A turd in this soup is MAID. In the U.S., you need to meet and clarify hospice diagnosis to get paid. One of these qualifications, no matter the ailment, is “6 months or less to live”. That can only be an estimate, because it can’t be quantified very well medically. It is not easy to estimate. Doctors try, and the hospice agencies, who make a per diem, pressure those doctors to try a little. . . ahem. . .harder. Enter MAID, which is an Americanized, polished, Zoom-meet version of the T-4 program. MAID will mission creep–it saves Canadian socialized medicine lots of cash at least. Which is why Hippocrates proscribed against it–he knew and witnessed the same eternal human behavior. AN is a terrible disease we do not know much about–as evidenced by the initial case reports. Allowing MAID into heretofore valid palliative care will allow doctors to reach for standardization and certainty, but they will need a liquor cabinet right next to their white-coat rack for the self-remedying that always follows straying from Hippocrates.
Largely due to adverse childhood experience trauma, I ‘live’ with chronic anxiety and clinical depression, that are only partly treatable via medication.
It’s an emotionally tumultuous daily existence; a continuous discomforting anticipation of ‘the other shoe dropping’ and simultaneously being scared of how badly I will deal with the upsetting event, which usually never transpires.
The lasting emotional/psychological pain from such trauma is very formidable yet invisibly confined to inside the head. It is solitarily suffered, unlike an openly visible physical disability or condition, which tends to elicit sympathy/empathy from others.
It can make every day a mental ordeal, unless the turmoil is treated with some form of self-medicating, which for me is prescription or alcohol.
Many, if not most, obese people self-medicate through over-eating. I utilized that method during most of my pre-teen years, and even later in life [for a couple decades] after quitting my (ab)use of cannabis and alcohol.
I hope not, but someday I might return to over-eating as means of no longer self-medicating via two glasses of wine every night.
So sorry to hear that. Bulimia Nervosa is a very serious condition. Hope new treatments emerge for its treatment.
“which felt to me like a misuse of clinical authority, publicly evoking the supposed-psychopathology those within a vulnerable population as a rhetorical device”

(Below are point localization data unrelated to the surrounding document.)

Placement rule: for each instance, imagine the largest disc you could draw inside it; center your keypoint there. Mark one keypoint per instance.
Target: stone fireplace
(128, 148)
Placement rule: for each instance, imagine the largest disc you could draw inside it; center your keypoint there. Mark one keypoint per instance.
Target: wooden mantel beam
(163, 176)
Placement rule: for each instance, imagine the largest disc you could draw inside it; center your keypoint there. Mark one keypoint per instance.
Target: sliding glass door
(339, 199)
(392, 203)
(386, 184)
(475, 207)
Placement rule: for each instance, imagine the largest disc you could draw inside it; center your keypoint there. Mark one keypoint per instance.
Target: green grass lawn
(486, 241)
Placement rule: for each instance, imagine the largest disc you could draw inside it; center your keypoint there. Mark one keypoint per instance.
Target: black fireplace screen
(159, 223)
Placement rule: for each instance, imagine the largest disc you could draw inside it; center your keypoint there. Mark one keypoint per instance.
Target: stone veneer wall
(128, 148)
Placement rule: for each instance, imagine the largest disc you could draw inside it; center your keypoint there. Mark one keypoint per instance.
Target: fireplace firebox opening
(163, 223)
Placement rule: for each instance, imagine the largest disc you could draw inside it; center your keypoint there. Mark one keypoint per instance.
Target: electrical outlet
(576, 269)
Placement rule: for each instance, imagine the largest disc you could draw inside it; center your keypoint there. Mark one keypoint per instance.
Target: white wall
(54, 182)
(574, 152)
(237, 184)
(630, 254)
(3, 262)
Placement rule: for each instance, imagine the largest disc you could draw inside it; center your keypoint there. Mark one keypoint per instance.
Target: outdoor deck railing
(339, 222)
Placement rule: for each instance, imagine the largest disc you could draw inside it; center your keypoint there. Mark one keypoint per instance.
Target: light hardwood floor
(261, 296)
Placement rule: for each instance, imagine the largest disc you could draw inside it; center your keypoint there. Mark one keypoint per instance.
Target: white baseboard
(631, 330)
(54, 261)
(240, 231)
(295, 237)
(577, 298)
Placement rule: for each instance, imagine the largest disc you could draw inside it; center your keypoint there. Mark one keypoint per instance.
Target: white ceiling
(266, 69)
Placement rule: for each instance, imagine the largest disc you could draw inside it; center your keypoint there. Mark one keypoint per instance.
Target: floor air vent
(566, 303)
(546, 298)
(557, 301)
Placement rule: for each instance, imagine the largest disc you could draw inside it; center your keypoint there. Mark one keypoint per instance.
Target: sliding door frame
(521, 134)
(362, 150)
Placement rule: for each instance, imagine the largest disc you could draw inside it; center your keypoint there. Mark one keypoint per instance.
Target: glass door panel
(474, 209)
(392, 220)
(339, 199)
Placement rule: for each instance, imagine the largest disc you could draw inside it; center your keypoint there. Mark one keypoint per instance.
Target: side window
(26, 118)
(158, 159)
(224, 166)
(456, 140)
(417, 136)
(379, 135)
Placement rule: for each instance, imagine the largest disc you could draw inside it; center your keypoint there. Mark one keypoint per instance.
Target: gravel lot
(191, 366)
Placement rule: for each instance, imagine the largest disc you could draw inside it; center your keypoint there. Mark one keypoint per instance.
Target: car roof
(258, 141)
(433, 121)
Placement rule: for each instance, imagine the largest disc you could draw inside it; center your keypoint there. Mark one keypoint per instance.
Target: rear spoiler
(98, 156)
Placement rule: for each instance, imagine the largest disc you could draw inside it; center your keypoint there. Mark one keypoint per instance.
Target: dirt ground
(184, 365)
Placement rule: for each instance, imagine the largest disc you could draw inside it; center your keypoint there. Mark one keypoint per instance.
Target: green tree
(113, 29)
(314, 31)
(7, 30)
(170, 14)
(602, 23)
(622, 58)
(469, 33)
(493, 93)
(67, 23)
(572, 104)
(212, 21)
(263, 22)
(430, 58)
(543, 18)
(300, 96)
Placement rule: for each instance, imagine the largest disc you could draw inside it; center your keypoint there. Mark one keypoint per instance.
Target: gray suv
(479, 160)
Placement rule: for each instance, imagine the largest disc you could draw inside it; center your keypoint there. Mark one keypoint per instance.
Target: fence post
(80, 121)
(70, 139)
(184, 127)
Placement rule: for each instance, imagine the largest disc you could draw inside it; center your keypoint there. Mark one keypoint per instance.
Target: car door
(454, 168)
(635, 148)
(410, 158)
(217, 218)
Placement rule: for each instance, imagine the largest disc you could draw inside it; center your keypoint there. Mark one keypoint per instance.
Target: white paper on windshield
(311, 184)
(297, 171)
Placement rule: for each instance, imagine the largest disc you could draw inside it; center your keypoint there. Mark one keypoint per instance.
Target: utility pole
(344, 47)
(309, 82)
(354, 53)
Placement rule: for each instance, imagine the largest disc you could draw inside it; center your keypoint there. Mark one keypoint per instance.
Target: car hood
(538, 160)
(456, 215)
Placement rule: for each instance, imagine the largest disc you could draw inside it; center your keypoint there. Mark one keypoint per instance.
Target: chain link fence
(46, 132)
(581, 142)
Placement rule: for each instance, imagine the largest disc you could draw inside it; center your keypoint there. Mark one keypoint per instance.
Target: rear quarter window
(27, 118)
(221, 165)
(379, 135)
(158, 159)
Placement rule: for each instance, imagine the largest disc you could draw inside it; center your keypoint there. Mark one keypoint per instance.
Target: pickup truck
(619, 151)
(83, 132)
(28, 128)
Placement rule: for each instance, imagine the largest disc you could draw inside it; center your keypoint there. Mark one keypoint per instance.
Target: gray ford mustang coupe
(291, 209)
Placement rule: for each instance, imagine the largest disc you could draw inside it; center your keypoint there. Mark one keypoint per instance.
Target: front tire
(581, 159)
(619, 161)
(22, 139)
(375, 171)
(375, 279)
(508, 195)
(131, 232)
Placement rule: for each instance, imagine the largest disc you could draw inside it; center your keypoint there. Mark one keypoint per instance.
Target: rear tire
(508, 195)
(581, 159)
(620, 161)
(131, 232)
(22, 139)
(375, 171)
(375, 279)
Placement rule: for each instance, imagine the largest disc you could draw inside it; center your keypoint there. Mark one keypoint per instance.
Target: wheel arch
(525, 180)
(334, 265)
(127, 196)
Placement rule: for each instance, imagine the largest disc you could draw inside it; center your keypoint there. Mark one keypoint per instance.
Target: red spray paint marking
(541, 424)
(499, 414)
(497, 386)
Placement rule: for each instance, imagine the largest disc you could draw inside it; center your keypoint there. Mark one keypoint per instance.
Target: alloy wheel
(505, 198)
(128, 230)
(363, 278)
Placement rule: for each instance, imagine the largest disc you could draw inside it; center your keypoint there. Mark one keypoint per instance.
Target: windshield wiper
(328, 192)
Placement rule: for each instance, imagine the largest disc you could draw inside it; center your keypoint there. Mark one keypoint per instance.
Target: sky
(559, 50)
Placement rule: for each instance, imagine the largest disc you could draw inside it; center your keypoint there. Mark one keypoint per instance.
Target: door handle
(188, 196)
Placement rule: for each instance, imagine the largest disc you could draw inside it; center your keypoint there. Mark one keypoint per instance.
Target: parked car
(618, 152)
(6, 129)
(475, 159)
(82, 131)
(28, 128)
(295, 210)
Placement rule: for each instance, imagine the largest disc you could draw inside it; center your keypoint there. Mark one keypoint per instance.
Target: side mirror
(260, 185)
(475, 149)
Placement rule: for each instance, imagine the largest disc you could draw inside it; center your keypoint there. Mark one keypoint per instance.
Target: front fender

For all I know using a term like “anorexia voice” may have well been inappropriate in context, but people with anorexia *nervosa* are experiencing psychopathology. It’s not something you can brush off as alternative values or alternative life experience or alternative culture. The psychopathology initiates the condition, but the physical decline exacerbates the psychological and cognitive disorders until the patient is trapped.
It doesn’t mean that the patient was wrong when the whole fandango began–AN patients often turn to refusing food as a response to losing control over very important and intimate aspects of their life. *The reason it’s a disorder is that even if circumstances change, a person suffering from AN cannot consciously and voluntarily stop their anorexia.* This is also why the condition is so frequently fatal.